Hatte der Hohepriester ein Seil an sich gebunden, während er seine Pflichten erfüllte?

Es gibt eine Tradition, die viele gehört haben, die besagt, dass der Hohepriester am Versöhnungstag ein Seil an sich gebunden hatte, damit er damit zurückgeholt werden konnte, wenn er im Allerheiligsten mit der Bundeslade handlungsunfähig wurde.

Gibt es eine Quelle für diese Tradition?

Antworten (1)

Es gab höchstwahrscheinlich kein solches Seil .

Die Quelle dieser Idee sind zwei Erwähnungen im Sohar:

Der Sohar auf Parashat Acharei Mot (67a) beschreibt die Vorbereitung des Kohen Gadol vor dem Betreten des Kodesh Hakodashim und sagt aus, dass „eine goldene Kette an sein Bein gebunden war“.

Im Sohar über Parashat Emor (102a) enthält die Beschreibung des Eintritts von Kohen Gadol in den Kodesh Hakodashim diese Aussage: „Rav Yitzchak sagte: ‚Ein Seil wurde an Kohens Bein gebunden, als er hineinging, damit sie dort sterben sollten könnte ihn herausziehen.'“

Aber die vielen anderen Quellen erwähnen kein Seil:

Rambam erwähnt es weder in Yad Hachazakah noch diskutieren andere Rischonim darüber. Es wird weder im aschkenasischen Avodah-Piyyut „Amitz Koach“ (um das zehnte Jahrhundert) noch im älteren sephardischen Avodah-Piyyut „Atah Konanta“ erwähnt. Darüber hinaus ist es erwähnenswert, dass das Seil in den Apokryphen, den Schriftrollen vom Toten Meer oder den Pseudepigraphen nicht erwähnt wird. Schließlich versäumt einer der besten Augenzeugen der Aktivitäten von Beit Hamikdash, Josephus, die Existenz eines solchen Seils zu bemerken.

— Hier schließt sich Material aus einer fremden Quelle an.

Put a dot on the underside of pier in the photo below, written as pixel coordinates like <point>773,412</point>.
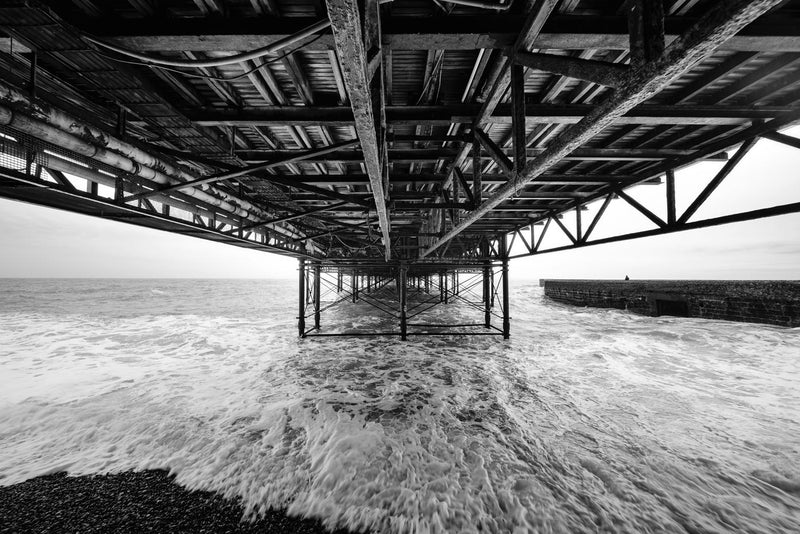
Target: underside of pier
<point>401,150</point>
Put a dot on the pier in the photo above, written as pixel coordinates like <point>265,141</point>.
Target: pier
<point>403,153</point>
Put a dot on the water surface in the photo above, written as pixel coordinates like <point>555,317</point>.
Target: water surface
<point>586,420</point>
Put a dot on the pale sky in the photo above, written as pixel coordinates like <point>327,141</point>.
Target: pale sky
<point>42,242</point>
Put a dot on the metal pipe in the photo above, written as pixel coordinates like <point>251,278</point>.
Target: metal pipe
<point>317,295</point>
<point>53,135</point>
<point>479,4</point>
<point>221,62</point>
<point>403,306</point>
<point>95,177</point>
<point>301,318</point>
<point>506,316</point>
<point>137,162</point>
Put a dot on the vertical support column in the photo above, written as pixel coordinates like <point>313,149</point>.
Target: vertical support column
<point>477,170</point>
<point>301,298</point>
<point>506,317</point>
<point>671,217</point>
<point>403,295</point>
<point>317,296</point>
<point>518,116</point>
<point>487,288</point>
<point>646,28</point>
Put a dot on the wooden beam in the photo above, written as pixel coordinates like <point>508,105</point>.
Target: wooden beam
<point>783,138</point>
<point>519,142</point>
<point>286,159</point>
<point>646,26</point>
<point>718,25</point>
<point>495,152</point>
<point>600,72</point>
<point>445,115</point>
<point>397,155</point>
<point>347,32</point>
<point>714,183</point>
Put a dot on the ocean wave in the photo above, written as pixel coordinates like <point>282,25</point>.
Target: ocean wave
<point>585,420</point>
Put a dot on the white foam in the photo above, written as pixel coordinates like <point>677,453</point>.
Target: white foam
<point>587,419</point>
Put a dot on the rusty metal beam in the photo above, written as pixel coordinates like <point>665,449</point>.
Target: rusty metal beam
<point>722,22</point>
<point>350,46</point>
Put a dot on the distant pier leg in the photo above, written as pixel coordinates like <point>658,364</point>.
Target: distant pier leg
<point>403,292</point>
<point>317,297</point>
<point>506,317</point>
<point>301,299</point>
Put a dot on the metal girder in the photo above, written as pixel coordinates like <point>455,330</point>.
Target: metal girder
<point>752,215</point>
<point>719,24</point>
<point>467,32</point>
<point>445,115</point>
<point>600,72</point>
<point>282,159</point>
<point>350,46</point>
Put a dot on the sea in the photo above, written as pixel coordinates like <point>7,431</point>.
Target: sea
<point>585,420</point>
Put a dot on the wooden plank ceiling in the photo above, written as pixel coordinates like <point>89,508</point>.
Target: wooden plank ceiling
<point>419,84</point>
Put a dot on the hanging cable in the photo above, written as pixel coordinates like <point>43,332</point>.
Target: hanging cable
<point>208,76</point>
<point>218,62</point>
<point>479,4</point>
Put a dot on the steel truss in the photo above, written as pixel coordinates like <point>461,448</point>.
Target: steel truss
<point>675,222</point>
<point>406,292</point>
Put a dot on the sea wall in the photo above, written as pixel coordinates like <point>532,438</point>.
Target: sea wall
<point>770,302</point>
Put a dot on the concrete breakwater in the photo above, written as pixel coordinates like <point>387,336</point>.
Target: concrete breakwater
<point>769,302</point>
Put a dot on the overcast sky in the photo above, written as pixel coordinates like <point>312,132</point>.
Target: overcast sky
<point>41,242</point>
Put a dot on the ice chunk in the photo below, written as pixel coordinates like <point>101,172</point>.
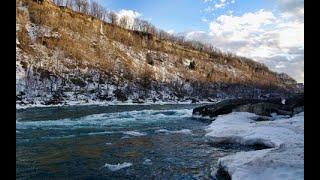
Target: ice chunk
<point>118,166</point>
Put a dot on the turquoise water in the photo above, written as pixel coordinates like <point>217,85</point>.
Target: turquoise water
<point>113,142</point>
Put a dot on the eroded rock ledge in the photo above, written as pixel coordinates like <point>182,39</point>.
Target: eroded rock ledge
<point>262,107</point>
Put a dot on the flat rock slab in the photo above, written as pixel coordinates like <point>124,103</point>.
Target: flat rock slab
<point>263,107</point>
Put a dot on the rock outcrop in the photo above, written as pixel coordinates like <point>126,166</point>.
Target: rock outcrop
<point>263,107</point>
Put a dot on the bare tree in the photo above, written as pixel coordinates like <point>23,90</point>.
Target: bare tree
<point>96,10</point>
<point>81,6</point>
<point>124,22</point>
<point>113,17</point>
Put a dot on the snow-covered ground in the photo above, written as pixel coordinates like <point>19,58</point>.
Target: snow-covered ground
<point>107,103</point>
<point>285,137</point>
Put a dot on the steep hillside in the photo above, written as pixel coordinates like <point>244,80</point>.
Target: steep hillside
<point>65,56</point>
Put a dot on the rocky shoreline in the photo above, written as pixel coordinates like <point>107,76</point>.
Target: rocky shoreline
<point>274,125</point>
<point>263,107</point>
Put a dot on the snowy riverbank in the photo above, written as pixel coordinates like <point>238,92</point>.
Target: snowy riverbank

Und einige Quellen berichten von Ereignissen, die implizieren, dass es kein Seil gab:

Die Gemara (Yoma 53b) berichtet, dass es einmal einen Kohen Gadol gab, der im Heichal (Hauptheiligtumsgebäude) ein langes Gebet rezitierte. Seine Kollegen Kohanim nahmen an, dass er gestorben war, und beschlossen, den Heichal zu betreten, um nach ihm zu suchen (offensichtlich war die Implikation, dass es kein Seil gab).

Rabbi Chiya berichtet (Yoma 19b), dass einmal, als ein Tzeduki Kohen Gadol noch im Heichal war, diejenigen draußen im Azarah (Tempelhof) ein Geräusch hörten und annahmen, dass ein Engel ihn ins Gesicht geschlagen hatte. Sie betraten den Heichal und fanden ihn tot vor. Wiederum ist die Implikation, dass an diesem Kohen Gadol keine Kette befestigt war.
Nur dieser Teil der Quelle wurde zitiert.